The button “Storage…“ allows us to fine tune the offload further. Archived backups will always be full backups. But they can leverage block re-usage which is comparable to fast cloning inside a ReFS repository. Without setting the checkbox at “Store archived backups as standalone fulls”, we will generate synthetic fulls in the archive tier that re-use blocks already ingested. This results in a deduped archive tier. For data security and long-term stability reasons one might opt to set the checkbox. This results in fully independent fulls in the archive tier. No block re-usage will occur.
The next checkbox should be checked to prevent unnecessary ingests to the archive tier. The migration from capacity to archive uses compute resources in the proxy appliance discussed. As we have to pay for this, we should not migrate data that will be deleted soon anyways. This setting makes sure the migrated data will be kept in the archive tier for a minimum amount of time that justifies for the migration cost. If your primary jobs have shorter retention periods, no data will ever flow to the archive tier.
Once defined, we will right away see the offloading job appear if the policy dictates to shift backups from capacity to archive already.
If we now jump back to Azure portal, we see the proxy appliance(s) appear and vanish again.
Inside the container we can see archive blobs of up to 0.5GB of size appear.
According to the amount of data VBR spawns several proxy VMs inside Azure. So the transfer speed reaches quite attractive values.
The nice thing about the SOBR is the full transparency inside the console. VMs migrated appear within the Archive hive of the backup tree.
Inside Azure you can scrutinize the work of your proxies if curiosity demands.
Summary
The archive tier nicely complements the great flexibility of the Scale-Out-Backup-Repository.
With the capacity tier allowing us to copy and maybe offload data to a cloud tier to have a secondary backup in a (maybe) less expensive storage layer, the archive tier allows for even cheaper long term storage.
Just to give an example from my demo environment.
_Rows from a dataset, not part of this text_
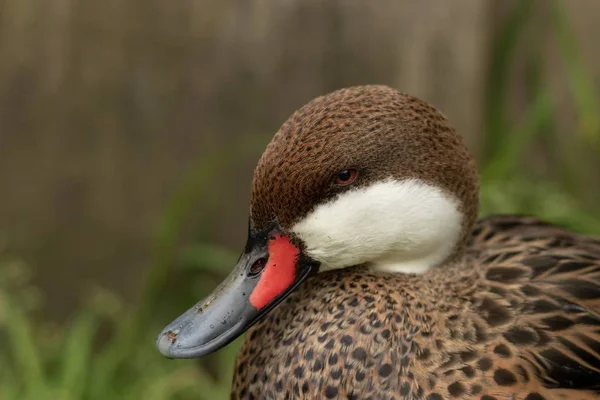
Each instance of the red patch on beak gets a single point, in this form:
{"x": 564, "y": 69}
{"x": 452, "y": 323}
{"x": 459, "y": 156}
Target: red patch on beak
{"x": 279, "y": 273}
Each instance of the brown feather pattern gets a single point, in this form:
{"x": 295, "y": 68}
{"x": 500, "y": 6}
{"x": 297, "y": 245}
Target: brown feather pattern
{"x": 516, "y": 316}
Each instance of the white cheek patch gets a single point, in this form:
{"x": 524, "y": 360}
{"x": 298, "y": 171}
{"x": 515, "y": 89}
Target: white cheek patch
{"x": 403, "y": 226}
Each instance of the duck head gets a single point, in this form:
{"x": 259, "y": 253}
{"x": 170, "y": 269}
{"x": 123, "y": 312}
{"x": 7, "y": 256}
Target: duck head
{"x": 361, "y": 176}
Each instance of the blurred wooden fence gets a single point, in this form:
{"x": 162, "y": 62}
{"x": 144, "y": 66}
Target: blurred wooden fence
{"x": 104, "y": 106}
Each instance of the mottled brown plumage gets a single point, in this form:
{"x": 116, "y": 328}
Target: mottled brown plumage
{"x": 516, "y": 319}
{"x": 514, "y": 313}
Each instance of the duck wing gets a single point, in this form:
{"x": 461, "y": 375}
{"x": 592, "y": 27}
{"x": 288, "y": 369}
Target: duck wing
{"x": 551, "y": 279}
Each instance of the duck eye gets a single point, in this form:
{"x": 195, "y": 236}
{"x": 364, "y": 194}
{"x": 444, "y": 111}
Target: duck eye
{"x": 346, "y": 177}
{"x": 258, "y": 266}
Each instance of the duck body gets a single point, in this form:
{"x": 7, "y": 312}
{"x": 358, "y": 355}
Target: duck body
{"x": 515, "y": 322}
{"x": 366, "y": 274}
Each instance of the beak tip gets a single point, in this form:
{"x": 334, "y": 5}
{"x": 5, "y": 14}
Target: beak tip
{"x": 165, "y": 342}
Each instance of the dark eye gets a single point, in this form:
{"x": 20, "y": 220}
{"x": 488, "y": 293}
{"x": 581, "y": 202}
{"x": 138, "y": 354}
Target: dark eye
{"x": 346, "y": 177}
{"x": 258, "y": 266}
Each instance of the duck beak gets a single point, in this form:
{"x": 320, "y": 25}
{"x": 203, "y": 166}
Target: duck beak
{"x": 270, "y": 269}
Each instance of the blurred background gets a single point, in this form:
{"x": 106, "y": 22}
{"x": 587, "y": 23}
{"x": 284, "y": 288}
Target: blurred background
{"x": 129, "y": 130}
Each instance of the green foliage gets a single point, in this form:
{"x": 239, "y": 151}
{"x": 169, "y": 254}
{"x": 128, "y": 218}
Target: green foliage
{"x": 106, "y": 350}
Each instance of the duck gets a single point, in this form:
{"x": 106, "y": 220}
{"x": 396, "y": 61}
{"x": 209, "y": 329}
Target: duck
{"x": 367, "y": 274}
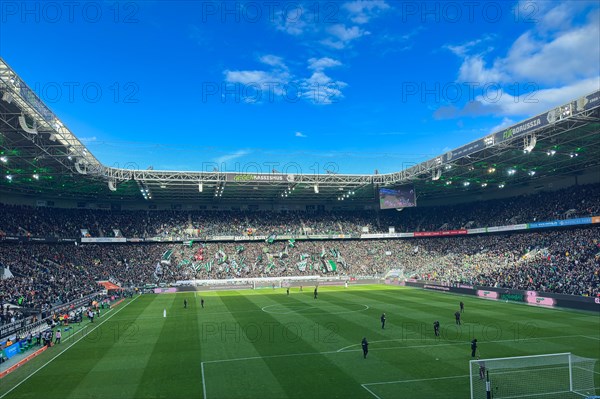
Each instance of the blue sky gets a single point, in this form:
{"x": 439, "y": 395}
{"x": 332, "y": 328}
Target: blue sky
{"x": 300, "y": 87}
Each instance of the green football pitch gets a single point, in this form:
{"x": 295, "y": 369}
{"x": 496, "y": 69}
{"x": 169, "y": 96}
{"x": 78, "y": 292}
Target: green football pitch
{"x": 266, "y": 344}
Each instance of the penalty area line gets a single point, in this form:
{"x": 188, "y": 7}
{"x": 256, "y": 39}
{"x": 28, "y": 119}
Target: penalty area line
{"x": 66, "y": 349}
{"x": 371, "y": 392}
{"x": 366, "y": 386}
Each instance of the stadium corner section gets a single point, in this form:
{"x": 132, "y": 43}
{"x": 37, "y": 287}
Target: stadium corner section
{"x": 27, "y": 358}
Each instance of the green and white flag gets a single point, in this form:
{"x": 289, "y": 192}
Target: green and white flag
{"x": 271, "y": 238}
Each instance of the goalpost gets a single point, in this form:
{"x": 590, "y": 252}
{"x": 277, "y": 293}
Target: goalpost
{"x": 557, "y": 375}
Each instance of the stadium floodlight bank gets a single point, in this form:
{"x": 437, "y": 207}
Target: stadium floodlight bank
{"x": 558, "y": 375}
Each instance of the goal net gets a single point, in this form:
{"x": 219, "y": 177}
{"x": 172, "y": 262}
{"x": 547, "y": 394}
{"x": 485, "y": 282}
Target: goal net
{"x": 559, "y": 375}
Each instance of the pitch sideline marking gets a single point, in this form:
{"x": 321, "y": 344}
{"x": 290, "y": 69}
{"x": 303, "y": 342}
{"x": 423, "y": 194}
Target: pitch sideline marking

There I backup VMs worth 7TB of gross VM data resulting in VBKs for one full backup of roughly 3.5TB of size due to the ~50% compression we achieve.
To satisfy the 3-2-1 rule, the SOBR’s capacity tier does immediately copy all restore points to the capacity tier.
After 30 days the restore points will be removed in the on-prem repo to free up space there. But they will be kept in the capacity tier. This is achieved by the operational restore window of the “move” option.
Finally, our new archive tier makes sure the restore points are again moved from capacity to archive tier once older than 100 days. As the primary job keeps the backups for a full year (GFS: 12 months), they will stay in the archive tier for 265 more days.
To give an estimate the costs for Azure storage in the example sum up as follows:
- VMs gross data - ~7 TB
- On-Prem Storage – ~12 TB, excluding ReFS savings
- Capacity Tier Storage – ~5 TB (Azure: 120 EUR/month)
- Archive Tier Storage – ~4 TB (Azure: 7 EUR/month)
- Migration Capacity->Archive – 1 EUR/month
Your milage of course will vary. You might have different pricing for Azure and also different dedupe ratios in the BLOB layer. Also, daily changes add to the capacity tier costs as we copy all increments for the sake of 3-2-1 as well.
The price difference is quite remarkable though. But keep in mind that if you need to recover the data from the archive tier, it first has to be rehydrated to the capacity tier. This is quite expensive for archive data and increases your RTO for these restore points as well.
Make sure the data is very rarely needed again, once pushed into the archive tier.
Then you will greatly benefit from the cost savings the archive tier provides.